11 słów na tak niewielkim obszarze utrudnia rolnikowi wykonywanie prac polowych
Zdzisław Rabenda, rolnik ze wsi Brzeziny (powiat kłobucki, gmina Przystajń), który gospodaruje na niewiele ponad 3 ha, musi omijać jedenaście słupów energetycznych w czasie prac polowych. A niedługo na jego ziemi ma stanąć następny słup.Tym razem największy – nie jak dotychczasowe podtrzymujące linię energetyczną dostarczającą prąd do domów we wsi, ale wysokiego napięcia 400 kV.
Od kiedy rolnik dowiedział się o tych planach, próbuje je powstrzymać lub przynajmniej zmienić.
– Mamy tylko 3,35 ha. Wygląda na to, że w przyszłym roku będzie jeszcze mniej, gdy stanie kolejny słup – mówi gospodarz.

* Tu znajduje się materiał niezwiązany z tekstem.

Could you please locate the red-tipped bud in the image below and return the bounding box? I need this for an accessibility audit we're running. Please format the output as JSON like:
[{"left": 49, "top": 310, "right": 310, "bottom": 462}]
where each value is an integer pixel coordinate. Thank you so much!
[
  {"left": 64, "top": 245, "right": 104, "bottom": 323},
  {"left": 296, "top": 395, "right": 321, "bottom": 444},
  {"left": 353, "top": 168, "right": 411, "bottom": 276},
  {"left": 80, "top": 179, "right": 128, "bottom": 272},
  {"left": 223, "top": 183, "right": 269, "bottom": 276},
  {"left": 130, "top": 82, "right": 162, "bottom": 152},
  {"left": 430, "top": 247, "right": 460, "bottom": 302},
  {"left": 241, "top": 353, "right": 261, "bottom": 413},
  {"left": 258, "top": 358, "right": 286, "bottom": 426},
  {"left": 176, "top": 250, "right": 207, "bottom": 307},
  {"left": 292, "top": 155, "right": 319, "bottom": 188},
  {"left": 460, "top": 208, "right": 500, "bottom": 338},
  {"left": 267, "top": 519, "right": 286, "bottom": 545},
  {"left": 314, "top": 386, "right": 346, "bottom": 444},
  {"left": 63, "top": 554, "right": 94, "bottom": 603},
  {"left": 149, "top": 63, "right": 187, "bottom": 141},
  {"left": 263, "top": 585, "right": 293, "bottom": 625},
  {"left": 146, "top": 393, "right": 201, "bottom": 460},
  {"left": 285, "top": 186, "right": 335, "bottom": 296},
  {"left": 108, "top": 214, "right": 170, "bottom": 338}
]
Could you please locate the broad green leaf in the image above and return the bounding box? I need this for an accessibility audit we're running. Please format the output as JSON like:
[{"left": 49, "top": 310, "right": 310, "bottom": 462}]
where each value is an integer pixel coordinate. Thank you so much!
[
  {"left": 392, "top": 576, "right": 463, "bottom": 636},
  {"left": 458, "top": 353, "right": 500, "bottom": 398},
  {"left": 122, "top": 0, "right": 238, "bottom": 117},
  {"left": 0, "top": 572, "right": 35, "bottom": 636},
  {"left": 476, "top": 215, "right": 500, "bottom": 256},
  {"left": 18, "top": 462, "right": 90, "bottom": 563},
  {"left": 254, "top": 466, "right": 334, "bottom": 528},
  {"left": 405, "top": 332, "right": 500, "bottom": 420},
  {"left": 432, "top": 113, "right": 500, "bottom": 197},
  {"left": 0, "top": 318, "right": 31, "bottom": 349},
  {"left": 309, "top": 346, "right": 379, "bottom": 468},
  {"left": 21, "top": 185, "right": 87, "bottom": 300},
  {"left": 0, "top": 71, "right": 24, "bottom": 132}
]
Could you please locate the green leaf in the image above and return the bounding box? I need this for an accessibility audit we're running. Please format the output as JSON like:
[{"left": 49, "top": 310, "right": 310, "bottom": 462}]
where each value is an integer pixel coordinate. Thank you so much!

Przez pole, m.in. pana Zdzisława, ma bowiem przechodzić linia przesyłowa, zaś na ziemi rolnika ma stanąć słup linii 400 kV wchodzący w skład linii 400 kV Trębaczew – Wielopole.
– Próbowaliśmy się temu sprzeciwić, zmienić przebieg linii, ale bez rezultatu – opowiada Jadwiga Rabenda, żona rolnika.

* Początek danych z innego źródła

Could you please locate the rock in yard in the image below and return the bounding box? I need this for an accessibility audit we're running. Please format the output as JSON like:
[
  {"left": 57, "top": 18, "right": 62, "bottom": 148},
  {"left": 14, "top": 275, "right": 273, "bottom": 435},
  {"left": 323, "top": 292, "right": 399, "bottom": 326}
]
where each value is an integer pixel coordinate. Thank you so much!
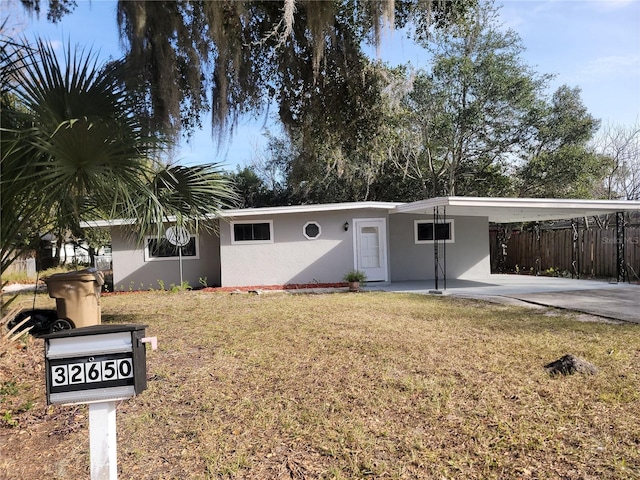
[{"left": 544, "top": 355, "right": 598, "bottom": 375}]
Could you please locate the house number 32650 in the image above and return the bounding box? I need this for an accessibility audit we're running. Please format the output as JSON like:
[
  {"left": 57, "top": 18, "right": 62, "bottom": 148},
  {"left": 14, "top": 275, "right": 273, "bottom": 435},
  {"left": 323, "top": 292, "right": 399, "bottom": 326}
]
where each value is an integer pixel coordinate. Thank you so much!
[{"left": 51, "top": 358, "right": 133, "bottom": 387}]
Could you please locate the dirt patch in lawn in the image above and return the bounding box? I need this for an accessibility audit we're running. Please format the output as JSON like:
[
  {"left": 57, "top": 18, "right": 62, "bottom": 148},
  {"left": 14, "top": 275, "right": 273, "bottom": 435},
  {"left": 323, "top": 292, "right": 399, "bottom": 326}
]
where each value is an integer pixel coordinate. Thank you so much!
[{"left": 0, "top": 291, "right": 640, "bottom": 480}]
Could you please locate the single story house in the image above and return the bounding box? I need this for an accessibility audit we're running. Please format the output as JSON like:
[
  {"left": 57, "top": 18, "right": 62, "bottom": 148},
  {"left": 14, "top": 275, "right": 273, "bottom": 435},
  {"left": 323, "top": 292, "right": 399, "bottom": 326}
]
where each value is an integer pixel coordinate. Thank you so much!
[{"left": 92, "top": 197, "right": 640, "bottom": 290}]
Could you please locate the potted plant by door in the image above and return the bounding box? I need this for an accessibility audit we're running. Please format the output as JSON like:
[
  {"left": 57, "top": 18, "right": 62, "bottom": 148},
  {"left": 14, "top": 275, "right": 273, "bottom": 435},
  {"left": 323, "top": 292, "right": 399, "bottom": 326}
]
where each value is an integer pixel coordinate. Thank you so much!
[{"left": 344, "top": 270, "right": 367, "bottom": 292}]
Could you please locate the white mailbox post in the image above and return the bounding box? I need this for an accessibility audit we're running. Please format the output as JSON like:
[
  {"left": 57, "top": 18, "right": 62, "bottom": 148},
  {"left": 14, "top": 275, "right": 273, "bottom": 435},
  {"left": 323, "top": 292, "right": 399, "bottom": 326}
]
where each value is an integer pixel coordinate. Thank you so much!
[{"left": 43, "top": 325, "right": 156, "bottom": 480}]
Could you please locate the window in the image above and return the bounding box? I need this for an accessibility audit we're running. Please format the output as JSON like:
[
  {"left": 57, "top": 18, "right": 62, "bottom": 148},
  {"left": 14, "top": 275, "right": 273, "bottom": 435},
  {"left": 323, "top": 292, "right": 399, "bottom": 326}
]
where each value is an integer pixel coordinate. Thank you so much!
[
  {"left": 231, "top": 220, "right": 273, "bottom": 244},
  {"left": 302, "top": 222, "right": 322, "bottom": 240},
  {"left": 414, "top": 220, "right": 454, "bottom": 243},
  {"left": 144, "top": 235, "right": 199, "bottom": 262}
]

Jak PSE wytycza przebieg nowych linii energetycznych?
– Spółka, zgodnie z przyjętymi standardami społecznej odpowiedzialności, dokłada wszelkich starań, aby przedsięwzięcie to było realizowane w sposób niekolidujący z planami i zamierzeniami właścicieli terenów, na których zostało zaplanowane. W tym celu wstępne projekty umiejscowienia instalacji przesyłowych zostały uzgodnione z miejscowymi władzami samorządowymi już na etapie prac nad studium wykonalności projektu. (…) Następnie koncepcje trasy linii były przedmiotem konsultacji z mieszkańcami, a w szczególności z właścicielami nieruchomości, przez których działki przechodzi linia – wyjaśnia Rafał Jaros z Wydziału Komunikacji Społecznej Polskich Sieci Elektroenergetycznych.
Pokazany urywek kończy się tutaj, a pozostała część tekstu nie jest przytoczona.